New Orleans’ nightmare prosecutor announces plans to step down in surprising statement

In prosecutor accountability circles, the name Leon Cannizzaro carries almost mystical significance. Cannizzaro, the district attorney of Orleans Parish (New Orleans) for the last 12 years, led the biggest prosecutors’ office in the most incarcerated state in the most incarcerated country on the planet, while filing bogus charges against ideological opponents in the public defender’s office. He routinely tricked reluctant, fearful witnesses and even victims to talk to his office through the use of “fake subpoenas” that threatened jail for noncompliance. And that is just the tip of the iceberg.

In a surprising statement on July 24, Cannizzaro announced that he would grant mercy to his city in the form of not seeking reelection. This transformed a race that was expected to be the incumbent versus an embattled reformer who is facing federal tax fraud charges, City Council President Jason Williams.

Three more candidates, all current criminal court judges, have since joined the fray: Keva Landrum, Arthur Hunter and Morris Reed. All of the candidates in the race are Black—an encouraging development for a city whose criminal justice system is rife with racism. Any would surely represent an improvement. At the same time, none are entirely convincing as sweeping-change candidates.

Judge Landrum served as the chief judge of the county from 2008 to 2019. In that role, she embraced incrementalist efforts to reduce pretrial detention based on wealth for people charged with low-level crimes, and worked with the MacArthur Foundation-backed Safety and Justice Challenge to that effect. The catch, however, is that Landrum is a strong backer of risk assessment tools as the solution to draconian criminal justice policy.

In a 2018 press statement from former New Orleans Mayor Mitch Landrieu about the rollout of a risk assessment tool to assist judges in making pretrial detention decisions, Landrum is quoted, stating, “We want a tool that is a workable model that provides more insight so judges can adequately assess the risk level of a defendant.”

The idea conveyed is that the risk assessment tool would reduce pretrial confinement for people held on low-level, nonviolent charges. The tool explicitly uses many dry, immutable factors such as “prior misdemeanor conviction,” “prior failure to appear older than two years,” and “prior sentence to incarceration.”

Tools like these may not appear racist, but are undeniably so in practice. As Matt Watkins from the Center of Court Innovation in New York City said of such algorithms, “There’s no way to square the circle there, taking the bias out of the system by using data generated by a system shot through with racial bias.”

In New Orleans, Black men are “arrested at twice the rate of white men while black women are arrested at 1.6 times the rate of white women.” And Black men constitute 94 percent of all felony marijuana possession arrests. Even when accounting for DA Cannizzaro’s notably low rate of guilty verdicts at trial of around 50 percent, Courtwatch NOLA found that over 80 percent of local criminal cases are disposed of via guilty pleas. These racial disparities continue throughout the criminal justice process.

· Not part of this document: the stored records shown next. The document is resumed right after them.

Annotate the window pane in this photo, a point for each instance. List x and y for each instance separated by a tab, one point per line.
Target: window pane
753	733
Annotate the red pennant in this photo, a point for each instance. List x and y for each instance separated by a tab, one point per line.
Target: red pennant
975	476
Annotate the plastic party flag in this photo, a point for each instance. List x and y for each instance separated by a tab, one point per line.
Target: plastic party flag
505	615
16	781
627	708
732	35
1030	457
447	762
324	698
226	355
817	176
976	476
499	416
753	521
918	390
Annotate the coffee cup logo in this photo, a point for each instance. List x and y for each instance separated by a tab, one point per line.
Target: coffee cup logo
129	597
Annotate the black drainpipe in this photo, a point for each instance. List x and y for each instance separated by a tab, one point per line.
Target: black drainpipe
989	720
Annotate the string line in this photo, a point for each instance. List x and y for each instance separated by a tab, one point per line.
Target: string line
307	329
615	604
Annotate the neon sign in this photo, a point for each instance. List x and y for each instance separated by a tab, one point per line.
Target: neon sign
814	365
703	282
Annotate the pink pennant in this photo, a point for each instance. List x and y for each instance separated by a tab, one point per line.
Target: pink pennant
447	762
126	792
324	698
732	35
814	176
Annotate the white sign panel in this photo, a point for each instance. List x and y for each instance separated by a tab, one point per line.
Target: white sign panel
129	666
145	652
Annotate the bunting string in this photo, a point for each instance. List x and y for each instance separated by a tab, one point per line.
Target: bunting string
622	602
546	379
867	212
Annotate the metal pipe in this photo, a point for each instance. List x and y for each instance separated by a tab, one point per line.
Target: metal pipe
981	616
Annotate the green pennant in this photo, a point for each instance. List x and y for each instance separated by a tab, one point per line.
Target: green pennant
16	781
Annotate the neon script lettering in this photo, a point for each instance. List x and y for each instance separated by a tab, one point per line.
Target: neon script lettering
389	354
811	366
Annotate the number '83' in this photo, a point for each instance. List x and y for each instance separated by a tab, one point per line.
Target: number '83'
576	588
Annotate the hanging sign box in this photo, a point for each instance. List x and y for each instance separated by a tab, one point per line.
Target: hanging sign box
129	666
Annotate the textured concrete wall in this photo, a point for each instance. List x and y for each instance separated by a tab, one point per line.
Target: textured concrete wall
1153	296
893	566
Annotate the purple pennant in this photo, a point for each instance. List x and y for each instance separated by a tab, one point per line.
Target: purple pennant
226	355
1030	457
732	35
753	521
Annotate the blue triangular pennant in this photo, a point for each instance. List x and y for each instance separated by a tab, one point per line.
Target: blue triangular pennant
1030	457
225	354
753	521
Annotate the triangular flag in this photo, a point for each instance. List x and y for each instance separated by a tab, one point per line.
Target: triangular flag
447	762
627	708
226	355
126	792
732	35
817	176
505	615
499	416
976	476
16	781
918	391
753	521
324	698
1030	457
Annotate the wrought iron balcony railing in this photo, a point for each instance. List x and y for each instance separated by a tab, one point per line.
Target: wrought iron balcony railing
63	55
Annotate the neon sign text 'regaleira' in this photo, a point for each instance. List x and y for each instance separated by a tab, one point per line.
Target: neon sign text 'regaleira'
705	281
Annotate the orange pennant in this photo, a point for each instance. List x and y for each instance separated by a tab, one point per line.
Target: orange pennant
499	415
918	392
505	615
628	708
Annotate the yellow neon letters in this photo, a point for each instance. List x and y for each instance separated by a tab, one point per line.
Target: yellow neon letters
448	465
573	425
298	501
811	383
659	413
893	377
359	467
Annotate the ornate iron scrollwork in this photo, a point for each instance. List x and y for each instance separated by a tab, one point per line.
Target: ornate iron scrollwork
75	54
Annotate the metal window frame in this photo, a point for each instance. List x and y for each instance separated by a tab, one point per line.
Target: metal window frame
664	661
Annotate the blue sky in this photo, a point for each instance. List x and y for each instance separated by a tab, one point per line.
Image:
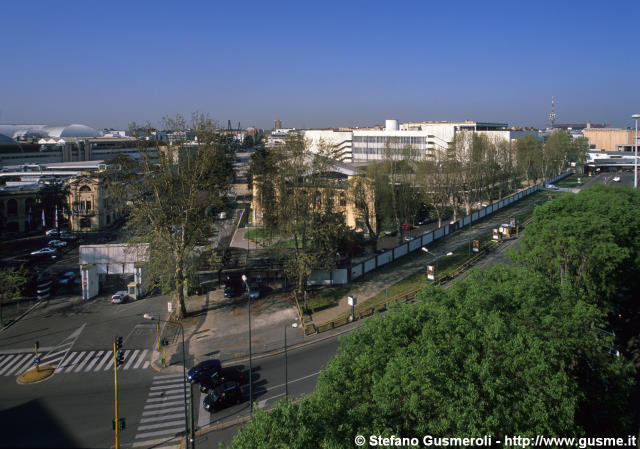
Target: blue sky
319	64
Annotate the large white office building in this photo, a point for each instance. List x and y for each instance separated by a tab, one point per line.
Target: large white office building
424	139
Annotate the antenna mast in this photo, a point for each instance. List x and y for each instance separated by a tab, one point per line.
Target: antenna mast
552	116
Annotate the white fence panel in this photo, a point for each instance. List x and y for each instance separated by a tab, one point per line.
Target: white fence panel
399	251
385	258
370	265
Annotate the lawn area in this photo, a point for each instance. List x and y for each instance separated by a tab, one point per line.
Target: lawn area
572	181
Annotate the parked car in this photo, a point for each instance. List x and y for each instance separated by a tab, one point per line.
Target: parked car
224	395
254	291
225	374
45	252
203	370
119	297
231	290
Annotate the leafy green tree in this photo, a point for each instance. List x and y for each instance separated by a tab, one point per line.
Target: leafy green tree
588	242
170	198
501	352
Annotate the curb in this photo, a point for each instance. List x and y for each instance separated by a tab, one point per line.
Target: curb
21	316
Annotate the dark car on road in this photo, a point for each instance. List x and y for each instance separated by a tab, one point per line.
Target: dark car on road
225	374
231	290
224	395
203	370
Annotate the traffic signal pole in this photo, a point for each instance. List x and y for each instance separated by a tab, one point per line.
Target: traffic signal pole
115	382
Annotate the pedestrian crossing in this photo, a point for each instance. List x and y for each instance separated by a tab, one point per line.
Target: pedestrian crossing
163	418
66	362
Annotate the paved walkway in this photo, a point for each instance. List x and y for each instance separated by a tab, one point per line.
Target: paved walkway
218	327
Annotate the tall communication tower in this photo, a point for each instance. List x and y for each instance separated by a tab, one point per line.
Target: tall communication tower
552	116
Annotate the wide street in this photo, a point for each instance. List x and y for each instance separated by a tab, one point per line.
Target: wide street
75	407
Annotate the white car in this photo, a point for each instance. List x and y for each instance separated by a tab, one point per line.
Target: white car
119	297
44	252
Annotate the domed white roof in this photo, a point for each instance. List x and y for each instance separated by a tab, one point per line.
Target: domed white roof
74	130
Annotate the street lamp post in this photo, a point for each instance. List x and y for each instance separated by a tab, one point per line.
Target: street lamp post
188	416
244	279
436	257
286	365
635	154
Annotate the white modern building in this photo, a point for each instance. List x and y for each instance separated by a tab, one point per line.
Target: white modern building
424	139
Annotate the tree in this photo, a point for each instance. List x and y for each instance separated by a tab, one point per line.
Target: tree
556	152
529	157
169	200
587	242
299	192
501	352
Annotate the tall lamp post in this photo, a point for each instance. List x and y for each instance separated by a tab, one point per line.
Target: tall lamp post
188	416
286	365
244	279
635	154
436	257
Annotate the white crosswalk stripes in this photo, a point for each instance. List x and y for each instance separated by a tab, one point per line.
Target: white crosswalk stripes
73	362
163	418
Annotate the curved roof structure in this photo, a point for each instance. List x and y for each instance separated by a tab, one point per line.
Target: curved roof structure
43	131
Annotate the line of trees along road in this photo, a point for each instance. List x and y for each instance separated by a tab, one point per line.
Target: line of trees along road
523	350
173	202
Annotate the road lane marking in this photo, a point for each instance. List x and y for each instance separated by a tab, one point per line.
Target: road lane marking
84	362
158	412
160	426
9	362
94	361
164	404
74	363
21	361
163	387
160	393
162	418
166	398
65	362
174	431
141	359
155	443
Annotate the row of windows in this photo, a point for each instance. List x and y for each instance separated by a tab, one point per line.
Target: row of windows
404	140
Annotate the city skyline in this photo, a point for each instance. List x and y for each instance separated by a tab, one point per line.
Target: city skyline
319	65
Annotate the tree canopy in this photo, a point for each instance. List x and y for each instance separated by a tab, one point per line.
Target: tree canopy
501	352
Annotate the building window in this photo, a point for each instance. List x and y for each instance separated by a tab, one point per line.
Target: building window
12	207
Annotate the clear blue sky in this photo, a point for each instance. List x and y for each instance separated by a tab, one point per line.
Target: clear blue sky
318	64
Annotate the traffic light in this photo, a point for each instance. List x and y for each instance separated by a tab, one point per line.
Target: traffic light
121	424
119	358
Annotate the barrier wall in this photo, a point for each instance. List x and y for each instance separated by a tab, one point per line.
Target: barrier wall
360	268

Judge Hunter, like City Councilman Jason Williams, is running on a change platform, focusing partly on criminal justice reform and decarceration. His campaign’s Facebook page touts how he issued judicial rulings that declared racially biased criminal statutes unconstitutional, and was the first trial judge to order compensation for a previously incarcerated, exonerated defendant.

Elsewhere, he has said that he wants to no longer prosecute low-level marijuana possession cases, and to start a conviction integrity unit. Hunter also apparently “fought for equitable funding for public defenders to level the playing field with prosecutors”—though not effectively, as the state’s public defenders are still in an acute funding crisis, an issue further exacerbated by COVID-19. (Shockingly, Louisiana public defenders are paid extra to lose cases, since they do not receive their full payment unless their clients are convicted.) As a former New Orleans police officer, there are questions as to whether Hunter would be able to maintain the necessary professional boundaries between the DA’s office and the NOPD.

Judge Reed has a similar background to Judge Hunter in that he is also a former NOPD cop. He was also, at different points, a DEA agent and a state and federal prosecutor. Reed is also known for his work as the leader of the local branch of the NAACP.

In 2016, Reed led a group of protesters outside of former Jefferson Parish Sheriff Newell Normand’s office, after the sheriff freed without charge the man who shot and killed former NFL player Joe McKnight. Days later, Normand, a white man, infamously used the N-word at a presser about McKnight’s death, then ranted about “black-on-black crime”—a favored deflection point for racists. There is, however, no real evidence of the extent of Judge Reed’s commitment to ending mass incarceration.

DA Cannizzaro’s departure is undeniably good news for New Orleans. But each of the candidates to replace him has work to do to demonstrate and detail their intent. And whoever is elected in November will find that reforming the city’s acrid criminal justice system is a truly daunting task.